Их слушал поросший лесом скалистый остров, узнавал этих людей, узнавал их голоса. Сотни лет назад появились впервые у его неприветливых берегов люди восточной страны, неутомимые, настойчивые. Их корабли — сначала парусные и гребные — шли с востока и возвращались на восток, чтобы снова, в ещё большем количестве, пройти на запад, мимо Гогланда. Снова они тут, и хмурый остров даёт им удобную якорную стоянку.

— Что ты так долго копался? — набросился Иона Осипыч на Виктора, когда тот появился возле отваленного трапа. — Горе мне с тобой! Ну, чего ты там делал? Застегни бушлат, поправь бескозырку! Стой возле меня! Сейчас катер подойдёт.

— Я к Мите хочу, — сказал Виктор с решительным видом, хотя заранее знал, что из этого ничего не выйдет. — Мне к Мите надо!

— Ну и ну! — удивился кок, со стуком поставил чемоданчик на палубу и, улыбаясь, встряхнул Виктора за плечо. — Уже всё забыл, уже соскучился!.. Ладно, в Кронштадте помиритесь, если охота есть. А сейчас некогда, стой здесь!

— Да… Очень мне надо стоять…

— Кому приказывают! — прикрикнул Иона Осипыч.

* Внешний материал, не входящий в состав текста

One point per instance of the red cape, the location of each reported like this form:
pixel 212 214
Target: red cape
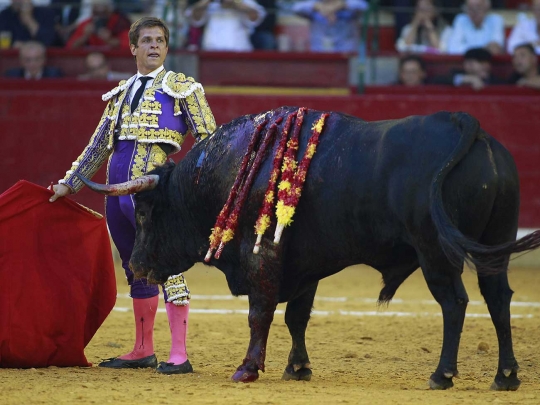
pixel 57 282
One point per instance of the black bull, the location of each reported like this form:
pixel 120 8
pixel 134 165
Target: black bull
pixel 425 191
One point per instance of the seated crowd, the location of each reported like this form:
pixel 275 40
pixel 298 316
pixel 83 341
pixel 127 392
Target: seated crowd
pixel 477 33
pixel 476 70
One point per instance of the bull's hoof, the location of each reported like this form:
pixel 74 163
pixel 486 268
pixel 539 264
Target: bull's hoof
pixel 302 374
pixel 502 383
pixel 245 375
pixel 437 382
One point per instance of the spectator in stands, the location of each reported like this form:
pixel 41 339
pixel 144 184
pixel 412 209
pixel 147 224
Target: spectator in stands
pixel 67 13
pixel 263 36
pixel 526 69
pixel 427 32
pixel 475 28
pixel 97 68
pixel 32 56
pixel 412 71
pixel 105 28
pixel 334 23
pixel 476 71
pixel 28 23
pixel 527 30
pixel 228 24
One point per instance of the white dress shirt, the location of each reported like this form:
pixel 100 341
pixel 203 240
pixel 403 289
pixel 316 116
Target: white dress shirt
pixel 465 35
pixel 138 83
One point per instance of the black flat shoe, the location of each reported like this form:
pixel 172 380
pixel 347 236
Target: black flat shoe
pixel 145 362
pixel 170 368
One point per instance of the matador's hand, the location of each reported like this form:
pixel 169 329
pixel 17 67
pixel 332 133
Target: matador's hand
pixel 60 190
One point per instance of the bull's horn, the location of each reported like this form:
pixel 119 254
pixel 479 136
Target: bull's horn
pixel 142 183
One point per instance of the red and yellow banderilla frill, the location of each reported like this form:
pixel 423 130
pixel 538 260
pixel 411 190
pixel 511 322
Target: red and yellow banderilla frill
pixel 265 213
pixel 232 221
pixel 291 190
pixel 217 230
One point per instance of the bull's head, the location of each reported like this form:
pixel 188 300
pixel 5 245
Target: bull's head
pixel 153 255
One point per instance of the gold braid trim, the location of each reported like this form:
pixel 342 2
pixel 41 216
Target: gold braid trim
pixel 190 95
pixel 147 157
pixel 93 155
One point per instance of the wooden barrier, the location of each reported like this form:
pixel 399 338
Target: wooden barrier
pixel 45 125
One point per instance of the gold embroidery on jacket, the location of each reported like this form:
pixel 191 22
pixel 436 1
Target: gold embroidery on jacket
pixel 147 156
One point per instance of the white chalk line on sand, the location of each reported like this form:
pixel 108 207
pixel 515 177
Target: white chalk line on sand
pixel 328 313
pixel 198 297
pixel 382 313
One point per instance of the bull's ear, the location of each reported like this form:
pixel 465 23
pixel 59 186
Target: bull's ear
pixel 147 182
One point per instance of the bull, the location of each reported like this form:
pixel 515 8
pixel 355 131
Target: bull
pixel 431 191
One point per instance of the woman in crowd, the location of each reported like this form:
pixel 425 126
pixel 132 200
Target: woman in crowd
pixel 527 30
pixel 427 32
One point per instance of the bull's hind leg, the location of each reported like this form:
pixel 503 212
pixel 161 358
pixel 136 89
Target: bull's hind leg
pixel 497 293
pixel 444 282
pixel 265 271
pixel 297 317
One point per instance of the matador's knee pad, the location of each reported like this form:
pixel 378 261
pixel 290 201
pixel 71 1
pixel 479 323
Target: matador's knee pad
pixel 177 290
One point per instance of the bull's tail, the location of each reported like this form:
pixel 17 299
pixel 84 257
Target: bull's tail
pixel 457 247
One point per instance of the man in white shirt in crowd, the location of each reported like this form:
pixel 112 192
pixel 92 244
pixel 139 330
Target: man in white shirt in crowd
pixel 228 24
pixel 477 28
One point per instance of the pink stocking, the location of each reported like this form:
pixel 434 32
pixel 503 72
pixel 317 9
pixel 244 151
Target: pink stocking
pixel 178 317
pixel 145 314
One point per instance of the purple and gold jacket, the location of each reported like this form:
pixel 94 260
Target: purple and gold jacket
pixel 171 107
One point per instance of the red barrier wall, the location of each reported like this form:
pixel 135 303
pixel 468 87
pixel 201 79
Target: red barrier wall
pixel 45 125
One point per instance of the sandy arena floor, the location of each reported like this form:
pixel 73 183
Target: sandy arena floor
pixel 360 354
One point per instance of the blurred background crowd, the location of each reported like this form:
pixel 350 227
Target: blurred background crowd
pixel 475 30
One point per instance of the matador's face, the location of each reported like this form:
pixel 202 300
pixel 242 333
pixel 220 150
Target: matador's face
pixel 151 49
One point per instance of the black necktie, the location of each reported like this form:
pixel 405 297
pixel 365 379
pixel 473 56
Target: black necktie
pixel 138 93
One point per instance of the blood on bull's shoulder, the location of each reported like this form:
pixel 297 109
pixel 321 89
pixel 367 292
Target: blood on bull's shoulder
pixel 430 191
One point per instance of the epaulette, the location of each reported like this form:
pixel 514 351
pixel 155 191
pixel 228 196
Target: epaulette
pixel 124 84
pixel 179 86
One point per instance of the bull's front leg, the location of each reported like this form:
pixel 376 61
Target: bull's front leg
pixel 261 314
pixel 297 317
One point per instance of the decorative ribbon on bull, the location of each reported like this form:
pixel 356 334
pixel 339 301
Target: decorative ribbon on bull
pixel 290 189
pixel 265 213
pixel 217 230
pixel 292 181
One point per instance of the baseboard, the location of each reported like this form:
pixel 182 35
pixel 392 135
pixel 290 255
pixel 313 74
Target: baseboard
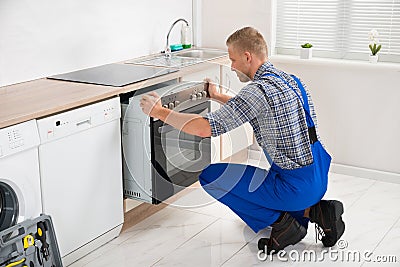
pixel 366 173
pixel 91 246
pixel 145 210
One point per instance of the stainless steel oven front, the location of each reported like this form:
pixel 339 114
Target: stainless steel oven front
pixel 159 160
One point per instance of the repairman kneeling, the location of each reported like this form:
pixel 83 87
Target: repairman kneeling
pixel 281 112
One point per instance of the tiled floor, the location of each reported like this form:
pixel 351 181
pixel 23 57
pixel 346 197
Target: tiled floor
pixel 197 231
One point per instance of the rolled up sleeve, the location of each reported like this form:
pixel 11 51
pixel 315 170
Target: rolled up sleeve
pixel 243 107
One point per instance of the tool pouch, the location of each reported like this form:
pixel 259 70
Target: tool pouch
pixel 22 245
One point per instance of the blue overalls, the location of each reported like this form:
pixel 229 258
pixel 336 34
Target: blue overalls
pixel 259 196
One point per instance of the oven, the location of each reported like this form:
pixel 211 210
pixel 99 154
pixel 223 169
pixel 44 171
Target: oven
pixel 159 160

— А если ты неправильно приказываешь?

— Вот! Оно ещё рассуждает! Оно приказ оспаривает! Стой на месте, тебе говорят, а придёшь на берег — обжалуй приказ перед Фёдором Степановичем. Порядка не знаешь…

— Совсем неправильный приказ! — тоскливо повторил Виктор.

На палубе толпились отдыхавшие моряки, рассматривали громаду Гогланда, старались угадать названия ближайших кораблей. Ненастный день уступал место бурной ночи. Сумерки окутывали корабли и, казалось, отдаляли их. Виктор нетерпеливо переступал с ноги на ногу; он надеялся, что Митя выйдет к нему и он расскажет ему всё, что перечувствовал в каюте командира. Но Мити не было… Митя не хотел его видеть и был прав… Зачем Мите такой друг!..

К трапу подошёл боцман Алексей Иванович, осведомился, всё ли приготовлено к встрече катера, и спросил у Ионы Осипыча:

— Вы готовы?

— Так точно, готов, — важно ответил Костин-кок.

К пассажирам присоединился оптик. Он осторожно поставил чемодан на палубу и сказал:

— Всего один мальчик? А где другой? Они же неразлучники. Разве они ещё не помирились? Нельзя, нельзя ссориться, мальчик!

— Юнга тоже здесь? — громко проговорил Алексей Иванович. — Словом, все в сборе. Товарищ командир сейчас принесёт пакеты…

«Вот, теперь он меня не Витей, а юнгой называет!» — отметил с неприятным чувством Виктор и неуверенно спросил:

— А где Митя?

— Мите нездоровится, — сухо ответил боцман. — Он не выйдет на палубу.

По тону Алексея Ивановича юнга понял, что дальнейшие расспросы нежелательны, и отступил в сторонку. Боцман занялся приготовлениями к встрече «Болиндера», Костин-кок снова подхватил свой чемоданчик, а Виктор всё смотрел на ют, старался представить, что делает Митя, жалел его и утешался тем, что в Кронштадте непременно увидит Митю и скажет ему всю правду. Он даже поведёт его в кино. Да что там кино! Он подарит ему такелажный нож[58] и, может быть, даже пистолет для пуска сигнальных ракет. Хороший пистолет! Но если бы увидеть Митю сейчас, сию минуту…

— Итак, ты покидаешь нас? — раздался над ухом Виктора знакомый голос командира. — Я не успел попрощаться с тобой.

Хорошо, что сумерки скрыли от командира горячий румянец, заливший лицо мальчика, и хорошо, что можно было не отвечать.

— Когда вернёшься в Кронштадт, — продолжал командир, — приходи на «Быстрый». Скоро в Кронштадт приедет из Севастополя моя жена с сыном, ты познакомишься с ними. Моего сына зовут Борис, он мечтает стать моряком, и я буду рад, если вы с Митей Гончаренко станете его друзьями.

вернуться

58

Такелаж — все снасти на судне, служащие для укрепления мачт, рей и т. п. и для управления ими и парусами; такелажный нож служит при изготовлении такелажа.